"If you can't, you're dummies. It's just this"—and Harold's face drew into an unlovely snarl—"sometime in the early evening give Bill what's coming to him."
"Do him off——?" Joe asked stolidly.
"Stamp him out like I stamp this snow!" He paused, and the two breeds leaned toward him, waiting for the next word. They were not phlegmatic now. They were imbued with Harold's own passion, and their dark, savage faces told the story. Their features were beginning to draw, even as his; their eyes were lurid slits above the high cheek bones.
"Make it look like a fight," Harold went on. "Insult him—better still, get in a quarrel among yourselves. He'll tell you to shut up, and one of you flame up at him. Then strike the life out of him before he knows what he's about. He's blind and he can't fight. Then go back to my cabin and hide out."
"No food in cabin," Joe objected. "Get some from you?"
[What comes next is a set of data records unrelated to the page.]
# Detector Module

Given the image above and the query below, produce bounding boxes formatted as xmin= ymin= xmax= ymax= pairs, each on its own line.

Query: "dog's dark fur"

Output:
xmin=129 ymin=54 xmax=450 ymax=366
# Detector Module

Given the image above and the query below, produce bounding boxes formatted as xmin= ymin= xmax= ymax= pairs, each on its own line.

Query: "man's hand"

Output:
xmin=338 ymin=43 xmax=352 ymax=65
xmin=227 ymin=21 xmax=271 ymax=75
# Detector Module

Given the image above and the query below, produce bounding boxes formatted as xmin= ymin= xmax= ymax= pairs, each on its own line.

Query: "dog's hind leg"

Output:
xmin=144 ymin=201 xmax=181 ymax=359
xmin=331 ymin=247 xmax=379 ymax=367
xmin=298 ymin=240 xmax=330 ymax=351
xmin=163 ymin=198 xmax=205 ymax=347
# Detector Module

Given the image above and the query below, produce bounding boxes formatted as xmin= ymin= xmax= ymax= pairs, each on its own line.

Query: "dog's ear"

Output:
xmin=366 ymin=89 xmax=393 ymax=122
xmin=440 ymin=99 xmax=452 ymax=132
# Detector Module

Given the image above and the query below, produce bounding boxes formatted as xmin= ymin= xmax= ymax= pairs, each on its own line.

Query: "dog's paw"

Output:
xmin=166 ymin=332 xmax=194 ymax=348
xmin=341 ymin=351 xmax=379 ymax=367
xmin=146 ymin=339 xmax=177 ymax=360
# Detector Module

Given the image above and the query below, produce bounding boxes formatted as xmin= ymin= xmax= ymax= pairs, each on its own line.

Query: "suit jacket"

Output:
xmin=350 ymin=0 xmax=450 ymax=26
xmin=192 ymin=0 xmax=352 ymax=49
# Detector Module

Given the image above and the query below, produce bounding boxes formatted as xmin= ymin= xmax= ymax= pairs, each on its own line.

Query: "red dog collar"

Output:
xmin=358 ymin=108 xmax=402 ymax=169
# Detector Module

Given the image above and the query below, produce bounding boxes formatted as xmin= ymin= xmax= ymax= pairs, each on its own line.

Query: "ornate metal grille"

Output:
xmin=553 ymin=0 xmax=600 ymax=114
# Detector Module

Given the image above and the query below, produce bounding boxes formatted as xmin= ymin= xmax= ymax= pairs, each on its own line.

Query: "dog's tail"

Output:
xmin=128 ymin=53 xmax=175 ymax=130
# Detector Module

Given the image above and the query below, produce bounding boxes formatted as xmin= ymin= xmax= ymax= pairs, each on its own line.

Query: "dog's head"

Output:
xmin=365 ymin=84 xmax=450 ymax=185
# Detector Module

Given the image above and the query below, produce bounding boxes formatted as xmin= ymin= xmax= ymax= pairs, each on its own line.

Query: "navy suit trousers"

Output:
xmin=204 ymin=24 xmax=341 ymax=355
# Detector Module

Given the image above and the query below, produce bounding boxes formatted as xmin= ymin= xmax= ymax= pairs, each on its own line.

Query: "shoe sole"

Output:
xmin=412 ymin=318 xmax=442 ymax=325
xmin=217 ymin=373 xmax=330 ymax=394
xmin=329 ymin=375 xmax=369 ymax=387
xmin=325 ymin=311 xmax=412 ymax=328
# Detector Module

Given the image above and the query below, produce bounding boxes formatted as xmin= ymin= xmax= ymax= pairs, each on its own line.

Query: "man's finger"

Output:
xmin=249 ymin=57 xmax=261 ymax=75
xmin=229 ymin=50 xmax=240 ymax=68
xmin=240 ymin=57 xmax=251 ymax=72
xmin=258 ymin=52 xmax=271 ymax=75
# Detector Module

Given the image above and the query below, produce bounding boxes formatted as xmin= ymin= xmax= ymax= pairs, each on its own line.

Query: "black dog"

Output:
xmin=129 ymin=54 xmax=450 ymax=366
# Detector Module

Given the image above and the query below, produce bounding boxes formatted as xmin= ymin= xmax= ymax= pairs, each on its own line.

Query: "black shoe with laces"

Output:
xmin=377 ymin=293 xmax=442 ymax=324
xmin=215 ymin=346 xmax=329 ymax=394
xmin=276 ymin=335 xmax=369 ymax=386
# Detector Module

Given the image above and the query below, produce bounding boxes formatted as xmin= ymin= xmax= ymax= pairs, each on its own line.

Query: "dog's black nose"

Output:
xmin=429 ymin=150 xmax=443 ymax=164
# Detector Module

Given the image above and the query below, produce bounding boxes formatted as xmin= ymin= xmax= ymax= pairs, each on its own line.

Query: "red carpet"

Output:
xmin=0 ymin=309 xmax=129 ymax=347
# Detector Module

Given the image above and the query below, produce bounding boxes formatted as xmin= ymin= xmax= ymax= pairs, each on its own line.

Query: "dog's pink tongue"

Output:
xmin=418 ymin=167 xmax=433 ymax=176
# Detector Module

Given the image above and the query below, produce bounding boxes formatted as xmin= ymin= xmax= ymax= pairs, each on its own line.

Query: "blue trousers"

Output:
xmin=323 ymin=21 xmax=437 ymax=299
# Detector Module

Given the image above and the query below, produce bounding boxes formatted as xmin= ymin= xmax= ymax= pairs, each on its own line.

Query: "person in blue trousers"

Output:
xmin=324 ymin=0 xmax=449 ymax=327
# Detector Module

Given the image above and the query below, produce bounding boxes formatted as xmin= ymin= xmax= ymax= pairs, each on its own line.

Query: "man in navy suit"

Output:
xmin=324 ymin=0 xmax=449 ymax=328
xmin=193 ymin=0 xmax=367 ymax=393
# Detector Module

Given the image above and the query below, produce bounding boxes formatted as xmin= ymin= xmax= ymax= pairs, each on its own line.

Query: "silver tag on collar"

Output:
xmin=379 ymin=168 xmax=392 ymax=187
For a moment Harold was baffled. This was a singularly unfortunate circumstance. But he soon saw the way out. "So you've used up the supplies, eh? Got any booze——?"
"Still two bottles firewater——"
"Good. The trouble is that there's no food at Bill's cabin, either—not enough to last a day. Bring what you have for your supper to-night, or as much of it as you need—and after you're through with Bill go back to your cabin and get what you have left——"
"There won't be none left——"
"Are you so low as that? Then listen. Do you know where Bill's Twenty-three Mile cabin is?"